LeetCode [2583] - Kth Largest Sum in a Binary Tree

Problem Overview:

When dealing with binary trees, one of the most common operations is traversing nodes either in a depth-first or breadth-first manner. A more advanced challenge is to find the k-th largest sum of node values at each level of the tree.

For example, consider the following binary tree:

        5
       / \
      3   8
     / \   \
    1   4   9        

In this tree, the sums for each level are:

• Level 1 sum: 5
• Level 2 sum: 3 + 8 = 11
• Level 3 sum: 1 + 4 + 9 = 14

Given k = 2, the second largest level sum is 11.

Naive Approach (Less Optimized Solution):

In the first approach, we use Breadth-First Search (BFS) to traverse the tree level-by-level. At each level, we calculate the sum of the node values and store the result in a max-heap (priority queue).

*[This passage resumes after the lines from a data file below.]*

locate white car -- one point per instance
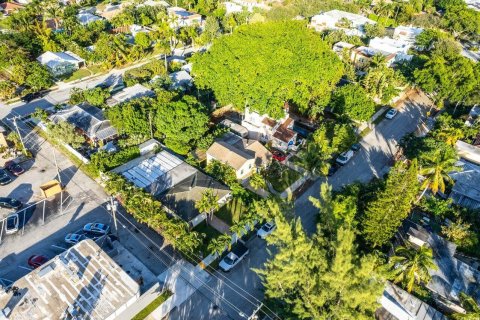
(12, 223)
(391, 114)
(344, 157)
(266, 230)
(74, 238)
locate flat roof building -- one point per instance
(81, 283)
(129, 93)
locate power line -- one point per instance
(172, 258)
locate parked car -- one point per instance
(333, 168)
(12, 223)
(238, 252)
(391, 114)
(4, 177)
(266, 230)
(74, 238)
(34, 95)
(355, 147)
(279, 155)
(14, 168)
(36, 261)
(10, 203)
(98, 228)
(344, 157)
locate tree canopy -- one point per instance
(264, 65)
(353, 101)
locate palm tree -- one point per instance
(470, 306)
(220, 244)
(438, 166)
(207, 203)
(257, 181)
(411, 266)
(311, 160)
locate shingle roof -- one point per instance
(87, 118)
(182, 197)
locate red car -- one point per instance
(36, 261)
(279, 155)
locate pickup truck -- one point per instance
(238, 252)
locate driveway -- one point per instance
(373, 160)
(232, 295)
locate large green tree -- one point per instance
(316, 278)
(353, 101)
(181, 123)
(385, 214)
(263, 65)
(410, 266)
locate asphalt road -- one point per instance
(232, 295)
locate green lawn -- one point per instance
(288, 176)
(84, 72)
(230, 213)
(210, 233)
(152, 306)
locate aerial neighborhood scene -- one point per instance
(241, 159)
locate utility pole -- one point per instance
(59, 180)
(112, 206)
(254, 314)
(18, 131)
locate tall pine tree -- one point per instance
(384, 215)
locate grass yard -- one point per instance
(152, 306)
(230, 213)
(210, 233)
(283, 181)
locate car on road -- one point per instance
(12, 223)
(14, 168)
(391, 114)
(238, 252)
(74, 238)
(355, 147)
(4, 177)
(279, 155)
(34, 95)
(10, 203)
(266, 230)
(344, 157)
(333, 168)
(97, 228)
(36, 261)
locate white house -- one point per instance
(244, 156)
(232, 7)
(183, 18)
(85, 18)
(362, 56)
(180, 80)
(392, 46)
(61, 63)
(266, 129)
(333, 20)
(129, 93)
(407, 34)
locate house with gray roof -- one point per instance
(61, 63)
(89, 120)
(175, 183)
(398, 304)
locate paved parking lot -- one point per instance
(84, 202)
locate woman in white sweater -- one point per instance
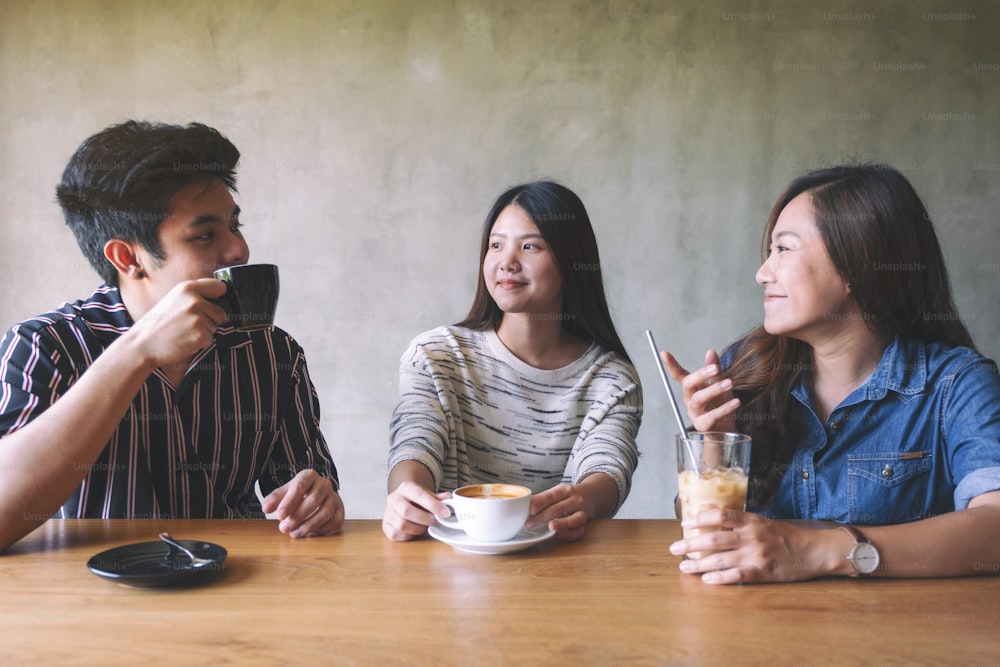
(533, 387)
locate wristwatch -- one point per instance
(863, 555)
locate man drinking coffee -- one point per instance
(142, 400)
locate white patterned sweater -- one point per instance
(472, 412)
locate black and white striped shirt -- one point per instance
(246, 409)
(472, 412)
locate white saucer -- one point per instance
(459, 541)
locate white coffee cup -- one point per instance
(488, 512)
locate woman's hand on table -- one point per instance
(307, 506)
(755, 549)
(708, 395)
(410, 510)
(563, 508)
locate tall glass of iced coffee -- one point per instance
(711, 474)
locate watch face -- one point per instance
(864, 557)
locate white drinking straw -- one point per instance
(673, 401)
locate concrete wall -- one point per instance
(375, 134)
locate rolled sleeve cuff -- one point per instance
(420, 456)
(621, 480)
(976, 483)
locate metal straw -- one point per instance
(673, 401)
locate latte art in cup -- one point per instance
(489, 512)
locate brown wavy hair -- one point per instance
(881, 240)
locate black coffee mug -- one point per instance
(251, 297)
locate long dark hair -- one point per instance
(881, 240)
(564, 224)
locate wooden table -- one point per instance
(614, 598)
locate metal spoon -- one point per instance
(176, 546)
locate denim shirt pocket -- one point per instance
(889, 487)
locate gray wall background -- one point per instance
(375, 134)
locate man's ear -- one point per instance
(123, 257)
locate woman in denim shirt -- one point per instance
(865, 397)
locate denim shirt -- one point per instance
(920, 437)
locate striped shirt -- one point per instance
(472, 412)
(246, 409)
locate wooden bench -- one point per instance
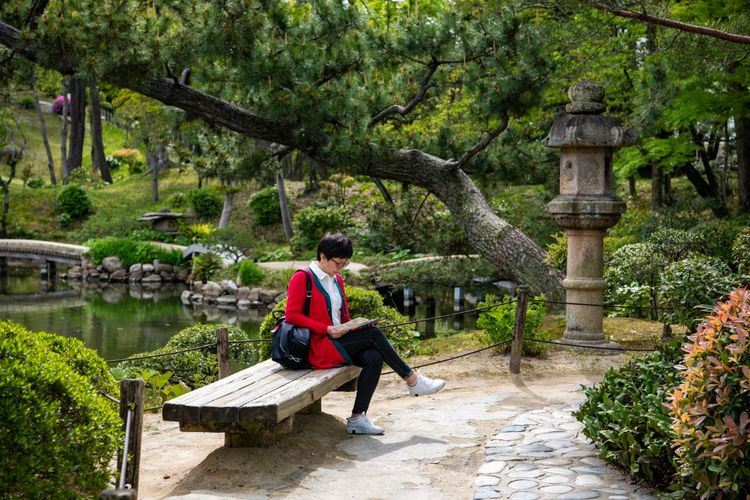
(254, 405)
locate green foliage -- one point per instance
(205, 202)
(74, 201)
(626, 415)
(741, 252)
(264, 206)
(58, 434)
(158, 386)
(693, 282)
(312, 223)
(250, 273)
(447, 272)
(132, 158)
(557, 252)
(131, 252)
(711, 406)
(193, 368)
(362, 303)
(418, 223)
(205, 266)
(497, 323)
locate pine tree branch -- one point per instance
(424, 85)
(671, 23)
(481, 145)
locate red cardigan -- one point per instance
(325, 351)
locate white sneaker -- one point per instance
(425, 386)
(362, 425)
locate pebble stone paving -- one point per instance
(543, 454)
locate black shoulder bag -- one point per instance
(292, 343)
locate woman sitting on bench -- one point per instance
(331, 346)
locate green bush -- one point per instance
(312, 223)
(205, 202)
(693, 282)
(633, 276)
(626, 415)
(74, 201)
(205, 267)
(250, 273)
(264, 206)
(195, 368)
(497, 323)
(364, 303)
(131, 252)
(711, 406)
(58, 435)
(741, 252)
(35, 183)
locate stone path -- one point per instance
(542, 454)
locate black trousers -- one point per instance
(369, 348)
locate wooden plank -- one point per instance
(185, 406)
(228, 407)
(286, 400)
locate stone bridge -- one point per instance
(47, 252)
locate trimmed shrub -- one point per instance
(194, 368)
(498, 322)
(58, 435)
(312, 223)
(74, 201)
(691, 283)
(132, 158)
(131, 252)
(205, 202)
(711, 407)
(264, 206)
(741, 252)
(250, 273)
(365, 303)
(626, 415)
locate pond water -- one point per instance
(121, 320)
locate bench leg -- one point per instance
(258, 434)
(312, 408)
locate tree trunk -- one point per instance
(77, 122)
(657, 200)
(64, 133)
(286, 216)
(505, 246)
(98, 161)
(43, 127)
(742, 133)
(226, 211)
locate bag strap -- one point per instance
(308, 294)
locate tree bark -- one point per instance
(77, 122)
(43, 128)
(98, 161)
(226, 210)
(499, 242)
(64, 133)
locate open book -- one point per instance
(356, 323)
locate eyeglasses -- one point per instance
(340, 265)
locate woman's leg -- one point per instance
(371, 362)
(360, 340)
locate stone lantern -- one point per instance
(587, 205)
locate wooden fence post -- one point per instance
(222, 351)
(131, 396)
(516, 348)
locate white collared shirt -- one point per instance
(331, 287)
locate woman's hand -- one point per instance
(335, 332)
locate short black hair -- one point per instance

Finally, we extract the k-th largest sum by popping the top k - 1 elements from the heap.

Step-by-Step Explanation:

1. Perform BFS to traverse the tree level-by-level.
2. For each level, compute the sum of the node values.
3. Insert the sum into a max-heap.
4. After processing all levels, extract the k-th largest sum from the heap.

long long kthLargestLevelSum(TreeNode* root, int k) {
    priority_queue<long> pq;
    queue<TreeNode*> queue;
    queue.push(root);
    
    while (!queue.empty()) {
        long sum = 0;
        long size = queue.size();
        for (int i = 0; i < size; i++) {
            TreeNode* item = queue.front();
            sum += item->val;
            queue.pop();
            
            if (item->left) queue.push(item->left);
            if (item->right) queue.push(item->right);
        }
        pq.push(sum);
    }
    
    if (pq.size() < k) return -1;
    for (int i = 0; i < k - 1; i++) pq.pop();
    
    return pq.top();
}        

Time and Space Complexity (Naive Solution):

• Time Complexity: O(n log n), where n is the number of levels in the tree. Each insertion into the max-heap takes O(log n), and this operation is performed for each level.
• Space Complexity: O(n) because all the level sums are stored in the max-heap.

Optimized Approach:

In the optimized solution, we still use BFS to traverse the tree, but instead of maintaining a max-heap, we use a min-heap of size k to store only the k largest sums. This reduces both the time and space complexity.

How the Optimized Approach Works:

1. Perform BFS to traverse the tree level-by-level.
2. For each level, compute the sum of the node values.
3. Insert the sum into a min-heap of size k. If the heap exceeds k elements, remove the smallest element.
4. After processing all levels, the root of the min-heap contains the k-th largest sum.

long long kthLargestLevelSum(TreeNode* root, int k) {
    priority_queue<long, vector<long>, greater<long>> pq;
    queue<TreeNode*> queue;
    queue.push(root);
    
    while (!queue.empty()) {
        long sum = 0;
        long size = queue.size();
        for (int i = 0; i < size; i++) {
            TreeNode* item = queue.front();
            queue.pop();
            sum += item->val;
            
            if (item->left) queue.push(item->left);
            if (item->right) queue.push(item->right);
        }
        pq.push(sum);
        if (pq.size() > k) pq.pop();  // Keep only the top k elements in the min-heap
    }
    
    if (pq.size() < k) return -1;
    
    return pq.top();  // The k-th largest element
}
        

Time and Space Complexity (Optimized Solution):

• Time Complexity: O(n log k), where n is the number of levels and k is the number of largest sums we need to track. Each insertion into the min-heap takes O(log k) instead of O(log n).
• Space Complexity: O(k) because the heap size is limited to k elements, which is much smaller than the number of levels in the tree.

Conclusion:

By switching from a max-heap to a min-heap and keeping the heap size fixed at k, we significantly reduce the time complexity from O(n log n) to O(n log k) and the space complexity from O(n) to O(k). This optimization is a great example of how small changes in data structure choices can have a huge impact on performance, especially for large trees.

This problem highlights the importance of understanding how heaps can be used to efficiently solve real-world problems involving ranked data.